Os efeitos da função social da propriedade, no gozo e exercício desse direito, sua influência sobre quem é proprietária/o e sobre o próprio Poder Público, sobretudo do Judiciário, são insignificantes. Embora a Constituição Federal faça previsão dessa função, em várias das suas disposições, ela é muito pouco ou quase nada cogitada, quando algum conflito por terra, por exemplo, envolvendo grande número de pessoas pobres, é submetido à sentença judicial.
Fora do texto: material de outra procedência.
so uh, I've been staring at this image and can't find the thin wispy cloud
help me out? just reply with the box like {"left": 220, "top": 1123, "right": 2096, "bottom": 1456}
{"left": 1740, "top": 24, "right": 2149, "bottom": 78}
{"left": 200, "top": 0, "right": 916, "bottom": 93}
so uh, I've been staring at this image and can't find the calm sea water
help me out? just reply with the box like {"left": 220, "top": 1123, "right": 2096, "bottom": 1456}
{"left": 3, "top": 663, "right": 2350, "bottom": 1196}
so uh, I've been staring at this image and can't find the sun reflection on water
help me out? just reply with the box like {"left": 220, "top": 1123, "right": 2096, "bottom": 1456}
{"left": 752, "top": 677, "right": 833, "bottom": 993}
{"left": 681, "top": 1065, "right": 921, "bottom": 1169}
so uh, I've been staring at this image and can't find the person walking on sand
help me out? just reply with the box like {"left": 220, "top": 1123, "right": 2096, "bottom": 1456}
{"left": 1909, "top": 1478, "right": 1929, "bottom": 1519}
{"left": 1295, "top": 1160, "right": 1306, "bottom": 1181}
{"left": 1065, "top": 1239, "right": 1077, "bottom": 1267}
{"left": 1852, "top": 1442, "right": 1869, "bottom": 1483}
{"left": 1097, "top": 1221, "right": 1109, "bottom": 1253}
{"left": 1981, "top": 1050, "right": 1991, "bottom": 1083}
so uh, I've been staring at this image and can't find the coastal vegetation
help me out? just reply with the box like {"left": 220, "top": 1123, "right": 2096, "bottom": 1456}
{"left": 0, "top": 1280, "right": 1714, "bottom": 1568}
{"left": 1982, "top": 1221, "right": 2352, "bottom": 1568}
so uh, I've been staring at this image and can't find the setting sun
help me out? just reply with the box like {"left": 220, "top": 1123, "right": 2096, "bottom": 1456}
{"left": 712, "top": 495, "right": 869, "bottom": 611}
Isso pode ser provado pela não aplicação de vários artigos dessa Constituição, ignorados ou desobedecidos nesses casos. O artigo 5º, inciso XXXIII, por exemplo, adverte: a propriedade atenderá a sua função social; o artigo 170, inciso III determina: A ordem econômica, fundada na valorização do trabalho humano e na livre iniciativa, tem por fim assegurar a todos existência digna, conforme os ditames da justiça social, observados os seguintes princípios: ...III – função social da propriedade; o art. 182, tratando da política urbana, prevê, em seu parágrafo 2º: a propriedade urbana cumpre sua função social quando atende as exigências fundamentais de ordenação da cidade expressas no plano diretor; e o artigo 186, no capítulo relativo à política agrícola, fundiária e de reforma agrária, elenca vários requisitos a serem obedecidos pela propriedade rural visando prevenir suas/seus donos, em que espaço, tempo e modo, ela somente será considerada cumpridora de sua função social: aproveitamento racional e adequado; utilização adequada dos recursos naturais disponíveis e preservação do meio ambiente; observância das disposições que regulam as relações de trabalho; exploração que favoreça o bem estar dos proprietários e dos trabalhadores.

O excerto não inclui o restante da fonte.